A large window in the living room of Wearstler’s home affords views of the pool, pool house and garden. Wearstler writes that she selected furnishings for the space that “span decades and style eras, from contemporary sofas to vintage European pieces from the ’50s, ’60s, and ’80s, accented by carefully chosen works of art.”
In contrast to those earlier interiors, the ones in Evocative Style are daring and a little dark. Wearstler pushes the envelope with artist-made furniture and lighting that can seem spiky, naked or raw. Her palette has deepened, too. The interiors feel erudite and more substantial, the room layouts like sculptural forms assembled in a tense conversational dynamic. “Each project is a unique exploration of curiosity and experimentation that leads to a constant evolution,” says Wearstler. “With every new project comes a different context and set of parameters, and new and interesting passions, art forms and interests.”
Wearstler added the black marble fireplace that faces the living room window. Opposite it are a pair of angular, vintage Dolores chairs by dutch designer Rob Eckhardt. The painting on the rear wall is by Los Angeles– and Boise, Idaho–based artist Len Klikunas.
Sitting in the vestibule of a powder room in Wearstler’s home is a pair of Utrecht chairs by Dutch architect Gerrit Rietveld that she upholstered in her own geometric District fabric.
In the latest interiors, she is drawn to furniture that is boldly scaled and, often, graphically patterned, mixing such pieces with one-off creations by artist designers like Roland Mellan, Lindsey Adelman, Katie Stout, Misha Kahn, Entler Studios, Susan for Susan and Anton Alvarez. “For me, it is the power of the line,” says Wearstler. “I think it goes back to my love for graphic design. There is so much strength and beauty in the simple line. Pair this with geometries and artisanal fabrication, beautiful materiality and you have exceptional pieces of furniture. In essence, furniture as sculpture.”

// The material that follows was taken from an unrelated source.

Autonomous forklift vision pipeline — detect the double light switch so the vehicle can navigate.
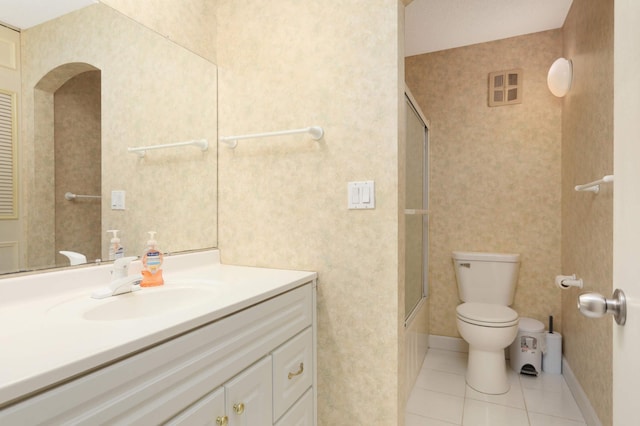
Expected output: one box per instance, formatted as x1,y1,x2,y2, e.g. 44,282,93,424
348,180,376,209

Of course, no matter how distinct in style, both the early and most recent work springs from the same impulse. Wearstler’s signature approach to interiors has been described as marching right up to “over the top” then taking a step back. It exemplifies Jean Cocteau’s dictum: “Tact in audacity is knowing how far you can go without going too far.” In that sense, Wearstler is doing what she has always done, albeit in a more confident way, with bigger budgets, a larger proportion of important furnishings and art and more of her own designs. The Hollywood glamour that got her noticed decades ago toed the same elusive line of good taste that her blend of blue-chip pieces, Memphis Group furniture and challenging works by emerging artist-designers does today.
Left: Josef Hoffmann glassware mixes with dishware by Arizona-based ceramic artist Sam Chung on a table in Wearstler’s home. Right: In the dining room, Wearstler hung a Puffball pendant lamp by Faye Toogood over her own Fractured Glass dining table, which is surrounded by her Elliott dining chairs.
“My aesthetic has always been about mixology,” Wearstler explains, “the juxtaposition of contemporary and classic, masculine and feminine, raw and refined. Important vintage and soulful historical reference points that lend such spirit to a space. And I’m always discovering new artists, new forms of expression and fine-tuning my own eye and approach to creating distinctive spaces.”
In a townhouse just off New York’s Central Park, a “custom-designed upholstered leather bed, in a soothing shade of blue, anchors a young girl’s light-filled, south-facing bedroom,” Wearstler writes.
So, however stark the contrast appears between the two monographs — and between Wearstler’s work then and now — the sensibility remains consistent. Asked to describe the constants in her career, she answers, “My love of materiality, the juxtaposition of styles and eras, textural plays and color. My philosophy remains to love color, take risks and stay curious.”